FastAPI Prediction Service¶

Overview¶

The FastAPI service is the model serving layer that loads trained ensemble models from MLflow and serves predictions via REST API. It acts as the bridge between the MLflow Model Registry and client applications (Streamlit UI, batch scripts, external systems).

Location: deployment/api/

Port: 8000

Framework: FastAPI + Uvicorn ASGI server

Why FastAPI?¶

FastAPI is the de facto standard for ML model serving in Python because it provides:

Automatic API documentation: Interactive docs at /docs (Swagger UI)
Type validation: Pydantic models ensure request/response correctness
Async support: Handle concurrent requests efficiently
Production-ready: Works with ASGI servers (Uvicorn, Hypercorn)
Developer experience: Fast development with automatic OpenAPI schema

Service Architecture¶

flowchart TB
    subgraph Startup["Application Startup"]
        direction LR
        S1[Initialize FastAPI app]
        S2[Load Production model from MLflow]
        S3[Cache model in memory]
        S1 --> S2 --> S3
    end

    subgraph Request["Prediction Request Flow"]
        direction TB
        R1[Receive POST /predict]
        R2[Validate with Pydantic]
        R3[Convert to DataFrame]
        R4[Call ModelManager.predict]

        R1 --> R2 --> R3 --> R4
    end

    subgraph Pipeline["Prediction Pipeline"]
        direction TB
        P1[Validate input data]
        P2[Merge store metadata]
        P3[Clean data]
        P4[Engineer 46 features]
        P5[Run ensemble model]
        P6[Return predictions]

        P1 --> P2 --> P3 --> P4 --> P5 --> P6
    end

    Startup --> Request
    Request --> Pipeline

Core Components¶

The FastAPI service is built from three essential components that work together to provide a robust prediction API. Understanding each component's role will help you customize and extend the service for your needs. These components follow a clean separation of concerns: application setup, model orchestration, and data validation.
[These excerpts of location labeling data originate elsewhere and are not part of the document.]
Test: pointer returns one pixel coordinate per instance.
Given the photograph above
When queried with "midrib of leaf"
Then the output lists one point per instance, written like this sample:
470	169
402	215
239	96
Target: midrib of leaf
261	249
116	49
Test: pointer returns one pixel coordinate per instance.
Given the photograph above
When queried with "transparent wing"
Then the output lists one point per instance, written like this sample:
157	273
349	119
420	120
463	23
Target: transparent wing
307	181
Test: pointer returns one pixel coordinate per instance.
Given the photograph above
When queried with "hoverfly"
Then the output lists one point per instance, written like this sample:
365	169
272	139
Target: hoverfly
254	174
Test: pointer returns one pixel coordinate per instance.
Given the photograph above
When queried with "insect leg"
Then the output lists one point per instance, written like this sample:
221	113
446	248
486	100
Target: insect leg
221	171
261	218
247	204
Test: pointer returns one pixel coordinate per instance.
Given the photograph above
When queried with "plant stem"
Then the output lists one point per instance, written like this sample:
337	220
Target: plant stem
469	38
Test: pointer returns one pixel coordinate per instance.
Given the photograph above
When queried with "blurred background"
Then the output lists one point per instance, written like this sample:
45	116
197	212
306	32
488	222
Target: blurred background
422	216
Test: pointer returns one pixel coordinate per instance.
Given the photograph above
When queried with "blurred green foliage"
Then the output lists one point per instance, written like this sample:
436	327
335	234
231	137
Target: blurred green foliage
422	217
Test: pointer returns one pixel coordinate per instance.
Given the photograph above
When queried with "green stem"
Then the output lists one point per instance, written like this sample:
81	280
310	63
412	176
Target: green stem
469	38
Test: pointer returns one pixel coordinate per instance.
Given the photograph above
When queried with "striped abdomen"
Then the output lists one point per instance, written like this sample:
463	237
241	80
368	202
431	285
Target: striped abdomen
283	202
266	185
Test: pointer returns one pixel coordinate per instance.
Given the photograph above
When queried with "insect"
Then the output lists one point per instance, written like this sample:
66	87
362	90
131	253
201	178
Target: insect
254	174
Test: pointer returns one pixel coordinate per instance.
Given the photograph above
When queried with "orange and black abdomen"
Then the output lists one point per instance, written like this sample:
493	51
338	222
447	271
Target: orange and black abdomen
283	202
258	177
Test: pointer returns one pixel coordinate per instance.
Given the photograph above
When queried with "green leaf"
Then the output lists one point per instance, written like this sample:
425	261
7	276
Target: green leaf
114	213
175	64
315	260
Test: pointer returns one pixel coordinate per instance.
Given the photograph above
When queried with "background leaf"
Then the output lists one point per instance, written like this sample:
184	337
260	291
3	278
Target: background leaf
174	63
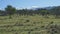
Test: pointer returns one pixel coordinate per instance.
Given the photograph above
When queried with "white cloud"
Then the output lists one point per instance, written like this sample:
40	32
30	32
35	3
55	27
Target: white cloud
35	6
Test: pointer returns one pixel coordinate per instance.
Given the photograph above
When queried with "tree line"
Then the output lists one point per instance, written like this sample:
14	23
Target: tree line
10	10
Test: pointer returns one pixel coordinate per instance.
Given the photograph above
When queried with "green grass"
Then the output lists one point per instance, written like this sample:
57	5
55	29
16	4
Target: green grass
19	24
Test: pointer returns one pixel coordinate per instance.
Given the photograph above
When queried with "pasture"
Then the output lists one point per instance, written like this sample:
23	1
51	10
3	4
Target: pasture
27	24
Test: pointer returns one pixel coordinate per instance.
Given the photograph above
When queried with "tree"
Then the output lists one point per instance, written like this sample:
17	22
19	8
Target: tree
10	10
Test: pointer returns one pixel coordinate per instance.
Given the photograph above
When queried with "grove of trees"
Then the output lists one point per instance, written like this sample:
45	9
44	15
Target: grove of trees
10	10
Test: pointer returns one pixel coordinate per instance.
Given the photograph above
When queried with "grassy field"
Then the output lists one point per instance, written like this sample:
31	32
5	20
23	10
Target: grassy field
26	24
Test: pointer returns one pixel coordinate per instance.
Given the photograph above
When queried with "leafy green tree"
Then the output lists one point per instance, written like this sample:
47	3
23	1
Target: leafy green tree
10	10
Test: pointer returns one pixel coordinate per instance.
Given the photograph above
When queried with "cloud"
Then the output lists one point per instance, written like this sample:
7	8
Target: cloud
35	6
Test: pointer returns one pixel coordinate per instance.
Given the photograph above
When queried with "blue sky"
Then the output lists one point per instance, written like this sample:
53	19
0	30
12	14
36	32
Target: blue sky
29	3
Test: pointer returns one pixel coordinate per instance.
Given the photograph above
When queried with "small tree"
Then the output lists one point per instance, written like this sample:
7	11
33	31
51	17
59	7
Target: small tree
10	10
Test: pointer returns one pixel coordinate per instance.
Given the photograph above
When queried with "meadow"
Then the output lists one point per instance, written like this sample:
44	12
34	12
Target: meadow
36	24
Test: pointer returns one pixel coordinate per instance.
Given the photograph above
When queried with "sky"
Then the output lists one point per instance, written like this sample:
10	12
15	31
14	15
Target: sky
19	4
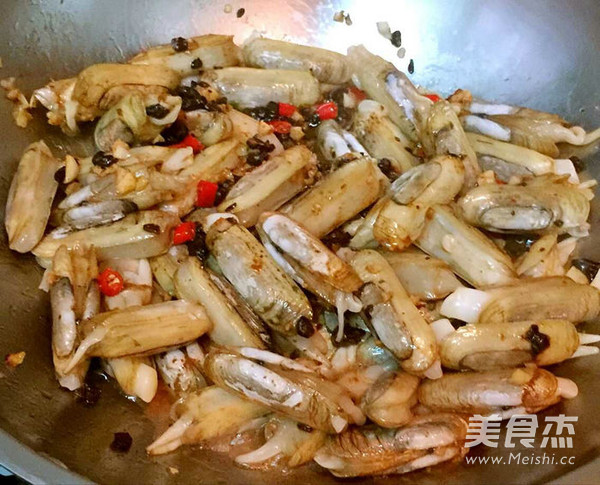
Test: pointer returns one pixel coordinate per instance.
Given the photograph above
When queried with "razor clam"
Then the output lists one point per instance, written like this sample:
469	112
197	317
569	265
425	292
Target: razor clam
97	213
526	127
180	371
126	238
506	159
468	252
269	291
425	441
327	66
423	276
333	200
136	376
335	142
30	197
145	330
246	87
499	392
509	344
309	262
194	283
210	127
74	296
165	266
397	222
555	297
381	137
289	445
272	184
299	395
127	121
389	400
535	206
212	50
447	137
406	107
95	86
205	414
394	317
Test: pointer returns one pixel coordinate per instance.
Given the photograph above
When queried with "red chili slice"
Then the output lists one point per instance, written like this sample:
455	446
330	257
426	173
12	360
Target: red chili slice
282	127
285	109
327	111
189	141
110	282
206	193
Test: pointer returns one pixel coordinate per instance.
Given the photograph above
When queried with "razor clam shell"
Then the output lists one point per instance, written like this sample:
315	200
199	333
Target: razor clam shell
269	291
468	252
247	87
536	206
379	451
374	269
327	66
334	199
381	137
504	345
193	283
272	184
126	238
94	82
489	392
423	276
556	297
212	49
30	197
295	394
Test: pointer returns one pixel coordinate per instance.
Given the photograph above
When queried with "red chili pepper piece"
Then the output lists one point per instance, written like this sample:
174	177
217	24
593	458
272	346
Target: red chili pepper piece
285	109
110	282
359	94
189	141
206	193
434	97
184	232
327	111
280	126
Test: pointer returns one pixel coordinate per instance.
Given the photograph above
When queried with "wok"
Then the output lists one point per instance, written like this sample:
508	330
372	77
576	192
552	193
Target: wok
543	54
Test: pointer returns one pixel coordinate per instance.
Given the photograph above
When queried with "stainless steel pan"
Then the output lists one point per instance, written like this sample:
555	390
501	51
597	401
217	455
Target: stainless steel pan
543	54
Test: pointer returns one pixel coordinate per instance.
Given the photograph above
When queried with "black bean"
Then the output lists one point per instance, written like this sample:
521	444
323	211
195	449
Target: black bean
174	133
539	341
191	99
516	246
578	163
103	159
121	442
314	120
385	165
304	327
588	267
88	395
152	228
352	336
59	175
157	111
304	427
179	44
197	246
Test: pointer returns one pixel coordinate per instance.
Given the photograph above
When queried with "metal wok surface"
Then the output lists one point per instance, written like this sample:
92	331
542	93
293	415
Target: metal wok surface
543	54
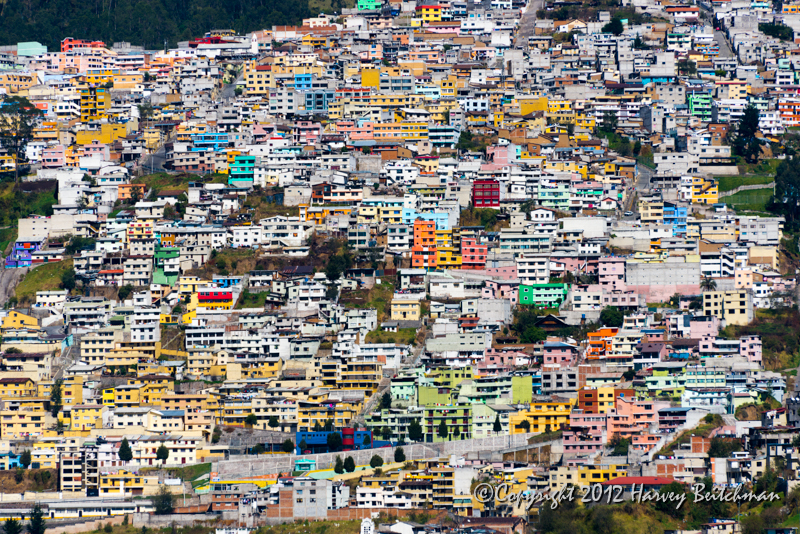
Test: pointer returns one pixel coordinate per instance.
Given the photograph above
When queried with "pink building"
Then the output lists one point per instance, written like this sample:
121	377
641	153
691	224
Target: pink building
750	348
501	289
473	254
53	157
559	353
631	417
611	273
586	433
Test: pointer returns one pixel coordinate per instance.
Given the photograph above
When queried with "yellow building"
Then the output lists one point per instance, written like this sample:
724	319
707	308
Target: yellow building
733	307
541	416
405	310
95	102
704	190
16	424
87	416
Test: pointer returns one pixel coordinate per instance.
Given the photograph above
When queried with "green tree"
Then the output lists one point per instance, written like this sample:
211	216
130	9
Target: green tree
708	284
18	118
125	453
162	453
125	291
68	279
55	397
743	135
163	501
37	523
611	316
615	27
251	420
334	441
415	431
12	526
786	199
443	431
349	464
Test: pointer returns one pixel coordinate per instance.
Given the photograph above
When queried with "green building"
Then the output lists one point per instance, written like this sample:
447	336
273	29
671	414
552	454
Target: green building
543	295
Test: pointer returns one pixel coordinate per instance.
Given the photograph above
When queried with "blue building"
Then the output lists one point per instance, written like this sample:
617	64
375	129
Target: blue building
676	216
317	441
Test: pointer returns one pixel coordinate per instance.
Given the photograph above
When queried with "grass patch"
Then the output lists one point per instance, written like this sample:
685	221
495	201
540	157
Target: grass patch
404	336
729	183
755	200
41	278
1. Application Entry Point (`main.py`)¶

Purpose: FastAPI application definition and startup logic

Key code:

@app.on_event("startup")
async def startup_event():
    """Load model on startup."""
    global model_manager
    model_manager = ModelManager()
    model_manager.load_model(stage="Production")

Why load on startup?

Performance: Model is loaded once, not on every request
Fast predictions: Subsequent requests use cached model
Fail-fast: If model loading fails, app won't start (prevents serving with no model)

Endpoints defined:

GET / - Root endpoint with service info
GET /health - Health check for load balancers
GET /model/info - Model registry information
POST /model/load - Load a specific model version/stage
POST /predict - Generate predictions (main endpoint)

2. Model Manager (`model_manager.py`)¶

Purpose: Abstraction layer for model loading and prediction

Key responsibilities:

Load models from MLflow by stage (Production, Staging) or version number
Cache loaded model to avoid repeated MLflow calls
Orchestrate complete prediction pipeline
Handle errors gracefully

Model loading:

def load_model(self, stage: str = "Production") -> None:
    """Load model from MLflow Model Registry."""
    model_uri = f"models:/rossmann-ensemble/{stage}"
    self.model = mlflow.pyfunc.load_model(model_uri)
    self.model_version = get_model_version("rossmann-ensemble", stage)

Prediction pipeline:

def predict(self, input_data: pd.DataFrame) -> np.ndarray:
    """Complete prediction pipeline."""
    # 1. Validate input
    validate_input_data(input_data)

    # 2. Prepare features (merge metadata, clean, engineer)
    features = prepare_prediction_data(input_data)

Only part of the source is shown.